Smell of a fresh whip made from birch branches and leaves (called vihta or vasta, depending on the region) and the hiss of the sauna stones when water lands on them and wood fire crackling in the stove are the most Finnish thoughts that came to my mind when I was thinking about Finland as a Finn. If you ask a Finn to tell something about Finland, you will probably hear about the sauna and the sauna culture. Sauna is very important for Finns and going to sauna is a long tradition dating back to 2000 years ago. Sauna is also part of many holidays, for example the Christmas Eve and Midsummer. Almost every summerhouse or cottage in Finland has a sauna. We have more than 3 million saunas in Finland. It is a huge number of saunas in a country with a small population of only 5,5 million.

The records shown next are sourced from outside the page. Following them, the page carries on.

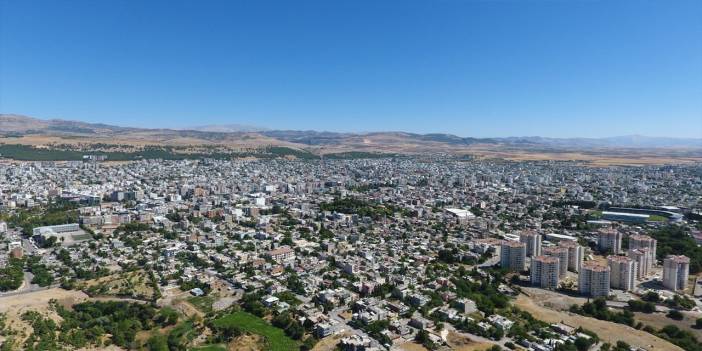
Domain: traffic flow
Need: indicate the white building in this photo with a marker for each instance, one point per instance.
(642, 257)
(593, 279)
(562, 254)
(609, 240)
(513, 255)
(676, 270)
(533, 243)
(575, 255)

There were and there are still lots of mythical and magical beliefs surrounding sauna. Rituals have also always been an important part of the sauna culture. Every sauna has its own sauna gnome or elf who protects the sauna and people using it. It is important and polite to greet the protective spirit. Magical beliefs have been specifically linked to holidays, such as the Christmas Eve’s sauna. After the sauna, a whip was thrown on the roof of the sauna to predict the future. If the base of the whip pointed towards the church, it meant a funeral for the elderly and a wedding for the unmarried. If you could keep quiet in the Christmas Eve’s sauna, you avoided vermin the following year. Back in the days sauna was also the place where women gave birth. The eight and perhaps the most famous President of Finland, Urho Kaleva Kekkonen was born in sauna like many other children during that time. When Kekkonen was the President of Finland, he had a good reputation as a so-called sauna politician. He did politics and business in sauna with other politicians and world leaders around the world.

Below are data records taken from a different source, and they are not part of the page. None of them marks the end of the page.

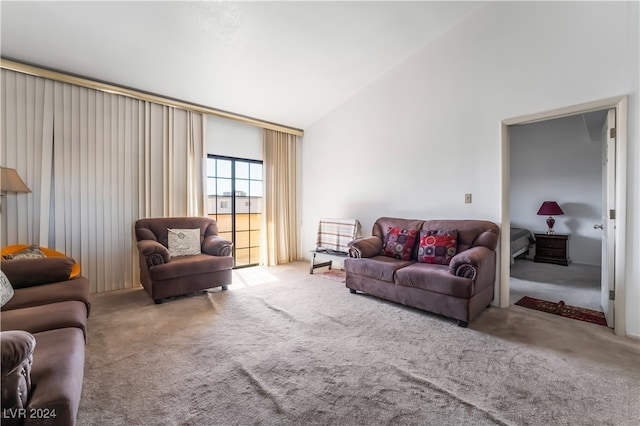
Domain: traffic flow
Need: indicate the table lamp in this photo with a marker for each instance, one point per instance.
(550, 208)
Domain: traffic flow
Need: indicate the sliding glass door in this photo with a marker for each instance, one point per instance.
(234, 189)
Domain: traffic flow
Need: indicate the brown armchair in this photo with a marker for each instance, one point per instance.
(165, 276)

We have a magical nature and four amazing seasons. Warm summer, cold but beautiful winter, colorful fall, and spring which awakens the nature. My absolute favorite is summer. I love the endless light, warm summer nights and a joy on peoples faces after a gloomy, dark, and long winter. I think the best thing about summer is spending time on the summer cottage. Having a swim after sauna and a refreshing cold beer on the pier overlooking the lake. That is the place where I can fully relax and recharge my batteries. We have forests and swamps full of berries and mushrooms to pick and enjoy. It takes a bit of time and effort and fighting the deer flies and mosquitos will make you swear every now and then, but after the picking is done you have a freezer full of free superfood! Nothing beats a freshly baked blueberry pie after picking those blueberries by self. And of course, a lovely cup of coffee goes nicely with it.

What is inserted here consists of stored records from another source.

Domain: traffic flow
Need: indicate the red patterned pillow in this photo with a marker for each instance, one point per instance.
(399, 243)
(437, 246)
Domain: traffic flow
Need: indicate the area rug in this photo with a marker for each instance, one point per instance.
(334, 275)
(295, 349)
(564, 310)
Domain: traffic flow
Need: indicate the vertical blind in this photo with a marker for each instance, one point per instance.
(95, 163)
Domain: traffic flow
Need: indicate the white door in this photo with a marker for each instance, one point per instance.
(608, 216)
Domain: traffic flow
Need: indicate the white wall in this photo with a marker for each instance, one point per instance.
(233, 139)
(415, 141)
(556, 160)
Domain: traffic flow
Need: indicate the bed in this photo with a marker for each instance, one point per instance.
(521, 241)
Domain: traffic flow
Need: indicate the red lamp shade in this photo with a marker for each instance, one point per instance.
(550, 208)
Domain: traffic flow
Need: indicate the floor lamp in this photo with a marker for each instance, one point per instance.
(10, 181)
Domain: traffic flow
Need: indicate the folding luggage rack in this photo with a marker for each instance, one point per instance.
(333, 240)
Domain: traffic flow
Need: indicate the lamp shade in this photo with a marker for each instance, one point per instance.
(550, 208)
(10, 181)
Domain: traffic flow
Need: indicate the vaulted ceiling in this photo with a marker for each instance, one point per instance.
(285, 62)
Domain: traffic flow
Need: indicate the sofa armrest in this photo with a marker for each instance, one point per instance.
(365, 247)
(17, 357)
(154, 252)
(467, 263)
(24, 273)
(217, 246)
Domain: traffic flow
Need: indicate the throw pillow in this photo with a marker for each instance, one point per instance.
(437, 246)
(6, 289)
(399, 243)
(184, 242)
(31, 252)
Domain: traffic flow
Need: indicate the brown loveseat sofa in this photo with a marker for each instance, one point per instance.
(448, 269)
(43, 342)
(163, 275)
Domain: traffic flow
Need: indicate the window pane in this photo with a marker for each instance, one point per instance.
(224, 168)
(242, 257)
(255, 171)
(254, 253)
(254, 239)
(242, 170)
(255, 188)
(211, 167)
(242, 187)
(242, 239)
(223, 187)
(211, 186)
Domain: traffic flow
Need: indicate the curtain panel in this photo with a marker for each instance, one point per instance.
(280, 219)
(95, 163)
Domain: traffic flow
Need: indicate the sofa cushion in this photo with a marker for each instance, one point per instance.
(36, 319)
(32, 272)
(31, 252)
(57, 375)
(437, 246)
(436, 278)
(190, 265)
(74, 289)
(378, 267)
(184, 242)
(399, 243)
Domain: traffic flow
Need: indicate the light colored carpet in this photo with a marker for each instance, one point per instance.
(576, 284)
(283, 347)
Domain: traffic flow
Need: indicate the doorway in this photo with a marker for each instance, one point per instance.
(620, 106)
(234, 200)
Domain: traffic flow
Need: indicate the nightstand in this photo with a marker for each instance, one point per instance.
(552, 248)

Speaking about coffee, it is a sacred thing for Finns. It is a routine and its part of our everyday life. “Would you like to have coffee?” is maybe one of the first questions you are asked when you visit a Finn. Coffee is always present on all occasions. Weddings and funerals, you can’t have it without coffee service. No wonder our nation consumes most coffee per capita in the world.
All in all, Finns and Finnish culture is quite cute for me. Mostly we don’t brag, and we mind our own business. We value peace and quiet and want to create it for others. Example if you take a bus, train, or tram, the ride is usually very quiet, and people don’t talk much. It is something which I greatly appreciate. I would say that it might be a bit of a task to get to know and make a friend with a Finn, but once it happens, you might have a true, lifelong friendship.